Alan Lyons, a junior Political Science major from Westminster, Md., has made the trip three times because he believes the cause is a good one and also finds that it is an excellent networking experience. Lyons addressed the student delegation at the start of the day, trying to help newcomers make the most of their time in the state capital.
“Smaller, private colleges are in a difficult position in the current economic, societal, and educational situation – undergoing cutbacks, programmatic reorientations, as money and popular sentiment trends toward other arenas,” Lyons says. “But they are still a valuable and highly necessary resource, both as an educational option for students and for the communities and societies in which they reside.”
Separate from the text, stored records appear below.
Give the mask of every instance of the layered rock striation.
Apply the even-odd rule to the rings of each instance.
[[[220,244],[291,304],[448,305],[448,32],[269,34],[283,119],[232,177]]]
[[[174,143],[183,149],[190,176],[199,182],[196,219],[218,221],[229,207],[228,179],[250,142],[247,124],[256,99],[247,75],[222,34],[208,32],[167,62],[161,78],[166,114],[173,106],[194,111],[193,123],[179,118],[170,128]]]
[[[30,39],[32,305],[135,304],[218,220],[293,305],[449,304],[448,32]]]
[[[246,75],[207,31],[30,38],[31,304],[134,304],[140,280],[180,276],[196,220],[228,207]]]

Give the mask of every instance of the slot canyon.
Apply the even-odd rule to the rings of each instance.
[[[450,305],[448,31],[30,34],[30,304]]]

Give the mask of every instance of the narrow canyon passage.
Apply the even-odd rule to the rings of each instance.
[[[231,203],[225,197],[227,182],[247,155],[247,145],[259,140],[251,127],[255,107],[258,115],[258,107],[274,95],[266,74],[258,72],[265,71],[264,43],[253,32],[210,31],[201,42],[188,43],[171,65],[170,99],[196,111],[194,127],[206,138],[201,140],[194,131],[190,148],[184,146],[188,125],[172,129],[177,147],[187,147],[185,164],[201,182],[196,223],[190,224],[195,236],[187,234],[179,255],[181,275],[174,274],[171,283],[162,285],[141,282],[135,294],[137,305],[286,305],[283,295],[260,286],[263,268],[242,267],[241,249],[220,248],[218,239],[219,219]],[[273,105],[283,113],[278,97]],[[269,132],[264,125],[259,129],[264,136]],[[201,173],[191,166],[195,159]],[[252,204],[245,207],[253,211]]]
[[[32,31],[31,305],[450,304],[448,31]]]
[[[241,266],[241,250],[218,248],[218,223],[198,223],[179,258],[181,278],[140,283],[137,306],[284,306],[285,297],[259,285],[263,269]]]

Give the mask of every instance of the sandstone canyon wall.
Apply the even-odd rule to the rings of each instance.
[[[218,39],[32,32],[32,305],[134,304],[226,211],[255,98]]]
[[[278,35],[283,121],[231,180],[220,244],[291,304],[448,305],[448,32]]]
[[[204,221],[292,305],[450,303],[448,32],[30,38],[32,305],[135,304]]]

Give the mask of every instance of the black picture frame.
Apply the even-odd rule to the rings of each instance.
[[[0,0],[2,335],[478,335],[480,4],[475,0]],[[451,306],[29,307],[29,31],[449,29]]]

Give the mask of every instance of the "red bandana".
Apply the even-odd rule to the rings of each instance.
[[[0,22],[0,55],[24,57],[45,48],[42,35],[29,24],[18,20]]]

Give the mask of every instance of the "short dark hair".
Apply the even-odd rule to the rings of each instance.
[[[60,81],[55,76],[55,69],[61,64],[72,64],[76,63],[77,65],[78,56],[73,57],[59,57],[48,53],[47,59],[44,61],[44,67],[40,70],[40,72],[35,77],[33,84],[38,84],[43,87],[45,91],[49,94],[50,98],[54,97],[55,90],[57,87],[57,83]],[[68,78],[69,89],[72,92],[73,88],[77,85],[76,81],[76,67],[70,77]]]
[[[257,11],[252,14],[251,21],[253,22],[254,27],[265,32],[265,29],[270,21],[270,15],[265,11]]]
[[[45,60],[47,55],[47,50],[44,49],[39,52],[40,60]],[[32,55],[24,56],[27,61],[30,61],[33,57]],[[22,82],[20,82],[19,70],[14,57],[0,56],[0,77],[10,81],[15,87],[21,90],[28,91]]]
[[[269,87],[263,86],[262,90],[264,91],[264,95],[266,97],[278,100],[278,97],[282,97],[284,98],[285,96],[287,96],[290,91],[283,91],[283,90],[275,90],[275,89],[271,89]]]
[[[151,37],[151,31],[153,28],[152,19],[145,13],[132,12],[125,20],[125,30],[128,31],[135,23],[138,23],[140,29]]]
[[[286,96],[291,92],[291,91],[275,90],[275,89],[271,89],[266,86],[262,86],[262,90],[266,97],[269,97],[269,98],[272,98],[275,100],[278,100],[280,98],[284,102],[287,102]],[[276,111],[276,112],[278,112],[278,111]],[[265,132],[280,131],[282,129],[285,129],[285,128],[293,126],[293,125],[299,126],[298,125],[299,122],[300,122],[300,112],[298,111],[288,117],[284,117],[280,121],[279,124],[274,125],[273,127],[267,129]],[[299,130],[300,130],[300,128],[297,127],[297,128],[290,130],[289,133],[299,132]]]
Junior Political Science major Shannon Conway of Baltimore learned about the ways McDaniel benefits from state aid.
“For example some of the money given to us last year was used for library renovations, which helps students study more efficiently,” says Conway, who also cited the Sellinger Program, which this year funds 3.4 percent of McDaniel’s operating budget. “I wanted to thank the legislators for their support but it was also exciting to see them at work.”
McDaniel students with Political Science professor Herb Smith (3rd from left), and President Roger Casey (2nd from right).
Carroll County delegates Justin Ready and Nancy Stocksdale, a 1956 alumna of McDaniel, with state senator Joe Getty – all of whom regularly sponsor internships for McDaniel students – took time for meetings and conversation over lunch. Others met individually with students.
The conversations make a difference, says Kyle Connor, a senior Political Science major from New Market, Md.,
“Visiting legislators provides senators and delegates a first-hand experience with the Maryland students themselves showing that their legislative policies are working or need improvement,” Connor, a Political Science major, says.
Also meeting with delegates and attending Maryland Higher Education Day in Annapolis are sophomore Cody Knipfer of Ellicott City, Md., and Augustina Rius of Rockville, Md.; junior Kristen Hall of Essex, Md.; and graduate student Mary Grace Pazmany of Olney, Md.